After staying some time in Antioch, Paul suggests a return to the churches established in Galatia (15:36). This tour of established churches is not unexpected since Paul has already made a return trip through Derbe, Lystra, and Iconium for the purpose of continued development and encouragement of these churches.
The suggestion that John Mark re-join the ministry team results in a “sharp disagreement” (verse 37-38). Barnabas wants to have John Mark travel with Paul once again. Sometimes Barnabas is presented as acting like a protective uncle, hoping to give the young and inexperienced John Mark another “chance” to prove himself. While this makes good preaching, that is not the way Luke describes the disagreement between Paul and Barnabas.
Paul “did not think it wise” (NIV) since John Mark has already abandoned them once. The NIV’s translation is adequate, but the word has the sense of being “worthy” or even “suitable to an activity” (BDAG). This could be taken in a positive sense (Paul does not see John Mark as a good “fit” for his vision of the ministry team), or negatively, Paul sees John Mark as unworthy since he has already abandoned the ministry.
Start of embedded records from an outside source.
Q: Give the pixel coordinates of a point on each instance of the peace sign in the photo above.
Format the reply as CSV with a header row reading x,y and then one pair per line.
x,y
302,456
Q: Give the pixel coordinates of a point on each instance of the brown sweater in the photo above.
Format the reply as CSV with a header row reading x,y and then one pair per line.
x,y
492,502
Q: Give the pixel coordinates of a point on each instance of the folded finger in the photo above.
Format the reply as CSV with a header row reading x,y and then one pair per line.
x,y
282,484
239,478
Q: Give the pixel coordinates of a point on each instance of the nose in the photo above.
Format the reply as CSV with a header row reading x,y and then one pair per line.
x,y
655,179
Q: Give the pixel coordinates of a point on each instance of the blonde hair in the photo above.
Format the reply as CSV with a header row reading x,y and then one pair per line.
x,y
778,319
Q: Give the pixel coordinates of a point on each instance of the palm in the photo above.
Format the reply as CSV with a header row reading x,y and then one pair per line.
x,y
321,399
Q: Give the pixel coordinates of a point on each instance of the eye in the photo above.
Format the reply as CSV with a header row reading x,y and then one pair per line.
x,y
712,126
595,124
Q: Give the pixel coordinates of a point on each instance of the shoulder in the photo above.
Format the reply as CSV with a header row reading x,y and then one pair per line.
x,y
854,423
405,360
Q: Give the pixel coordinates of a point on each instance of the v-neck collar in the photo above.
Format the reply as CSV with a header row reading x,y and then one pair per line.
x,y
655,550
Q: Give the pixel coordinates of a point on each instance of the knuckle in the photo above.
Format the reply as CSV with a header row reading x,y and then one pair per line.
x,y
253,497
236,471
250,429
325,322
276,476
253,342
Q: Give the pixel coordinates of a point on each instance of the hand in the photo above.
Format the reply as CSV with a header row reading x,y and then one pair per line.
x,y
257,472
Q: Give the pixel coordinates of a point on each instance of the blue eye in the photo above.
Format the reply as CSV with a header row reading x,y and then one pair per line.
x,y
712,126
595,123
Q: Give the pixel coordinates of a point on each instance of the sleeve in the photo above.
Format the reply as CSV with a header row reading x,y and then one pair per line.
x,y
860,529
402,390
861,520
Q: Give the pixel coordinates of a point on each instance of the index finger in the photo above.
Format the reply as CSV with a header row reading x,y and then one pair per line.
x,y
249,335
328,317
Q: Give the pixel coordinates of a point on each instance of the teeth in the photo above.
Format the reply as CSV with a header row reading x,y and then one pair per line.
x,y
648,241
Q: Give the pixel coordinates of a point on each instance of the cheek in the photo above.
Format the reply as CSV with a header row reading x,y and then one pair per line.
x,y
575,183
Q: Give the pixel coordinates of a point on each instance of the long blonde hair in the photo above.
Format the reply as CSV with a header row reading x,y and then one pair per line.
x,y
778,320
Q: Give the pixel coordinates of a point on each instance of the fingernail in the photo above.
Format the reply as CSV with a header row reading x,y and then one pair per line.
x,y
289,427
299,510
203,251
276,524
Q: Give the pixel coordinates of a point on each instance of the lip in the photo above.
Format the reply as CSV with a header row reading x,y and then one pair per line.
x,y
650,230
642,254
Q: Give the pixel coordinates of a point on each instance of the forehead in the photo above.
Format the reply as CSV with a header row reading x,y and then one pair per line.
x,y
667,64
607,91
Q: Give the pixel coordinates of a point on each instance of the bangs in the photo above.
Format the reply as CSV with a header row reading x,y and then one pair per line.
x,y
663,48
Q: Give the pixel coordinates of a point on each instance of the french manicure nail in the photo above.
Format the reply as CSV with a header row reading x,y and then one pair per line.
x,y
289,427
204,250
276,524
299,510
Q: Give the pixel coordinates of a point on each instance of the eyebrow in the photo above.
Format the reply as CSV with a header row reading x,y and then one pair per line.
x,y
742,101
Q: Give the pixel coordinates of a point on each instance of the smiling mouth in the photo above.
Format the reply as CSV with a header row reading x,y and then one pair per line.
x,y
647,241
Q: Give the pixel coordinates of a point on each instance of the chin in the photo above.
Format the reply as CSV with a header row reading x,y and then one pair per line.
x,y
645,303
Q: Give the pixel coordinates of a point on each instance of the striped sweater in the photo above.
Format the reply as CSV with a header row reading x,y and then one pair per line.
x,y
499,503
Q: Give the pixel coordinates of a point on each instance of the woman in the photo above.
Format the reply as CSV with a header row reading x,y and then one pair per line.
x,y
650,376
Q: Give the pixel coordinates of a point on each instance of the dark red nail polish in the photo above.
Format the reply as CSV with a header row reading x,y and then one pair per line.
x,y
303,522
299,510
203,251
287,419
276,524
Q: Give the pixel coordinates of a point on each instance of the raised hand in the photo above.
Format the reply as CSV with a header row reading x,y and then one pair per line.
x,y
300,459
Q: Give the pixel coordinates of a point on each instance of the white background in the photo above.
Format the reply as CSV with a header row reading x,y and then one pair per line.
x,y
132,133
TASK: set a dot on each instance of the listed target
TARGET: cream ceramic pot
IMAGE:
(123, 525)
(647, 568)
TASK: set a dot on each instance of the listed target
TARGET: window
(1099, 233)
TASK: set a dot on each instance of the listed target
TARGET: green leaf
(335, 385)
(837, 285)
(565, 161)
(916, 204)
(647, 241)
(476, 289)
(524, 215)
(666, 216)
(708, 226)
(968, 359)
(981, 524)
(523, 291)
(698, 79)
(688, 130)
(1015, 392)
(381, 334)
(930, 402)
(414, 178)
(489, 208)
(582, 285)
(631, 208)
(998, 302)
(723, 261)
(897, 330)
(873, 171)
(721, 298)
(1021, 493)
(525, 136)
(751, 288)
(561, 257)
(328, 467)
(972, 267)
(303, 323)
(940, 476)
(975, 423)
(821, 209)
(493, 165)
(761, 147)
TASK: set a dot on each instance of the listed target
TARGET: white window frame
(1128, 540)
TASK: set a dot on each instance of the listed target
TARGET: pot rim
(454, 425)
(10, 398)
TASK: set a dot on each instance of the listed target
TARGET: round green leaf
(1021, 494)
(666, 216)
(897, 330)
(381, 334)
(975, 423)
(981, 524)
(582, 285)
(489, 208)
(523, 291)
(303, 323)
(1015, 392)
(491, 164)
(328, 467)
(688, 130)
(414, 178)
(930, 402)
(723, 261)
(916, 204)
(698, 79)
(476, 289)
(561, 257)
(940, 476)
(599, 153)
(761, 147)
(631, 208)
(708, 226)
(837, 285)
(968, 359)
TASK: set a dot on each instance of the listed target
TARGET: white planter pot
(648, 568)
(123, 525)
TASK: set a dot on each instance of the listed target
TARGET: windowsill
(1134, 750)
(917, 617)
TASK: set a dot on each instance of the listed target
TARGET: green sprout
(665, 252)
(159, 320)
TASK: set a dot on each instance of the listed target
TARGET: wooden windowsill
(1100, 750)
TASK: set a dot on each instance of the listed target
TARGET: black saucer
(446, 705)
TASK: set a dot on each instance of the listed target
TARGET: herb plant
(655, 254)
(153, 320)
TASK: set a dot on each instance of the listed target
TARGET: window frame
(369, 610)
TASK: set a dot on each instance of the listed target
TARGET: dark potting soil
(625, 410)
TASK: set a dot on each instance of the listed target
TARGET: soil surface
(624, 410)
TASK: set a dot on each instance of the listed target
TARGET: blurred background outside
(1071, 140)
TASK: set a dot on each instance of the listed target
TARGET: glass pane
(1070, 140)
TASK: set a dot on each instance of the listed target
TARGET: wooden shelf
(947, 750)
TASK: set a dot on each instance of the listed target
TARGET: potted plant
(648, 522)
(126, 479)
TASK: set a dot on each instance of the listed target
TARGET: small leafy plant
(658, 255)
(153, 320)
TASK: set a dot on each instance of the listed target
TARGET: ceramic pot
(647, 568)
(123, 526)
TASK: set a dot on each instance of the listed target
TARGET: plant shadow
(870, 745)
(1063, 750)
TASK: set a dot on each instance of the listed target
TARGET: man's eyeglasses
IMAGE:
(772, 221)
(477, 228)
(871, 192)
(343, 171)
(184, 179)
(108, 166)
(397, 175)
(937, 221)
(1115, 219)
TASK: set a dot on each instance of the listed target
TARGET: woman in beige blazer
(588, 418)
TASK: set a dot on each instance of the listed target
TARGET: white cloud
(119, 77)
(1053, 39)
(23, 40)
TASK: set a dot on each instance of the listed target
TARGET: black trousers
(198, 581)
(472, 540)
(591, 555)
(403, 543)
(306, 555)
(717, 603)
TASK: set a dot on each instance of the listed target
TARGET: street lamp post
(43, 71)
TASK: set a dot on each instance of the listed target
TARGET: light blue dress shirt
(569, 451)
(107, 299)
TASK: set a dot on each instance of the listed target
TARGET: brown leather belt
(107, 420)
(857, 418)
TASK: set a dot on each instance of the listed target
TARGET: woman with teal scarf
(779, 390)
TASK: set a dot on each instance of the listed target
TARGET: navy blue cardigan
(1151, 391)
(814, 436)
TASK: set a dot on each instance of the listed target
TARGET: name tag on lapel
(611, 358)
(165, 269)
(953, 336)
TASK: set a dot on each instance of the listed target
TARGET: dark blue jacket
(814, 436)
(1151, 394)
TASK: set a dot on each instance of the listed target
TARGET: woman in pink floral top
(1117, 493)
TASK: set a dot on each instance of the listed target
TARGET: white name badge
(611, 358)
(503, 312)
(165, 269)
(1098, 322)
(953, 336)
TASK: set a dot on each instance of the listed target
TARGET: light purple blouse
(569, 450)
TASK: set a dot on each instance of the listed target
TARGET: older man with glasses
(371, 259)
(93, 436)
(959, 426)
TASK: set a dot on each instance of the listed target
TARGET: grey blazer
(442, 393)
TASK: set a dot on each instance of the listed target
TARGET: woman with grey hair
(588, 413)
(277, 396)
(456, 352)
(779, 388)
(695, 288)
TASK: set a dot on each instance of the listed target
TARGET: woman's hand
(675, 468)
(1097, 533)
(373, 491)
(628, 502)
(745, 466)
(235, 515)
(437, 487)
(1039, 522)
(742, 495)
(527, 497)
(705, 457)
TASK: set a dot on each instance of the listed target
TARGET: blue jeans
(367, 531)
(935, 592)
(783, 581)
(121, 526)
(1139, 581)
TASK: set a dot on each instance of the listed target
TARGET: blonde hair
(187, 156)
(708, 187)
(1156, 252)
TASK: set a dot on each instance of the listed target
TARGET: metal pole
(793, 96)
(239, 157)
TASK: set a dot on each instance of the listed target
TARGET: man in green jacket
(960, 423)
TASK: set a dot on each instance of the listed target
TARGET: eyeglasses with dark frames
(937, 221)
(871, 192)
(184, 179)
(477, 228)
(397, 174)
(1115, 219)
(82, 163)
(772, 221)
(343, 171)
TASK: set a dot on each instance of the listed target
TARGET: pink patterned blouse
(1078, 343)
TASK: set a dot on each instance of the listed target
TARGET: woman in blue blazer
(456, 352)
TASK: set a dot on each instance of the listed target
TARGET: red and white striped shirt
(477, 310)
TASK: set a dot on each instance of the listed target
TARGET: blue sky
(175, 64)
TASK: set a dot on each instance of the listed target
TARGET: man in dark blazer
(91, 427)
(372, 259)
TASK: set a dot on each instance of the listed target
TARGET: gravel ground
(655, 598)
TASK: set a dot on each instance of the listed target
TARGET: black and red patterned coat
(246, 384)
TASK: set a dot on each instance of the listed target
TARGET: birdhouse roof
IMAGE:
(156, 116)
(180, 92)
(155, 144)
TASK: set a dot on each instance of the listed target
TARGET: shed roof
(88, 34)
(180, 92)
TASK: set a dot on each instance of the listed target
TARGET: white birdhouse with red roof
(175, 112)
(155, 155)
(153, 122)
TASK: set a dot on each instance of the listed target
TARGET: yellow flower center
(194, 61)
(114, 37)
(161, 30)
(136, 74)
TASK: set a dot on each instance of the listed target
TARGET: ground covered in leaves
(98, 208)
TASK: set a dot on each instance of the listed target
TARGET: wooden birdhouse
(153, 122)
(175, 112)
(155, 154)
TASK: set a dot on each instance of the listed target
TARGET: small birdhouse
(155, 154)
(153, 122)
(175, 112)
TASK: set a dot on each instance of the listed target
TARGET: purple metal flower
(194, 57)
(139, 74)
John Mark did not depart because he was afraid of the tough travels or potential persecution. Rather, Paul’s rather harsh words to the Jewish sorcerer Elymas on Cyprus was a bit of a shock and perhaps even the idea that gospel should go to a Gentile like Serguis Paulus was a theological error. Luke uses the Greek word ἀφίστημι (afistemi, aorist participle). This word can mean more than simply “depart,” it can have the sense of “fall away” or “become a backslider.” The word appears in Daniel’s prayer of confession (Dan 9:9) and LXX Jer 3:14 to describe “faithless Israel.”
More significantly, Luke used the word in the Parable of the Sower in Luke 8:13 to describe the seed which does not take root and “falls away” when persecution comes. Perhaps there is a hint here that John Mark was not quite “rooted” in Paul’s mission and when he experienced the theologically disturbing idea that Paul was going to turn to the Gentiles, he fell away.
The way Luke describes this disagreement is significant – Paul and Barnabas had a “sharp disagreement,” a word used for provoking one to “love and good works,” Heb 10:24, but also anger, exasperation, etc. The word appears in the LXX for “furious anger of the Lord” in Deut 29:27 and LXX Jer 32:37. Paul and Barnabas are in such a heated disagreement over John Mark that there is no solution other than to separate their ministries.
This is another chance to observe some diversity within the early church. Whatever the reason, John Mark disagreed with Paul and separated from him, then later Barnabas did the same thing. If John Mark and Barnabas represent the “Jerusalem Church,” then I think there is a hint here of serious tensions between the Pauline Mission and the style of ministry happening in Jerusalem.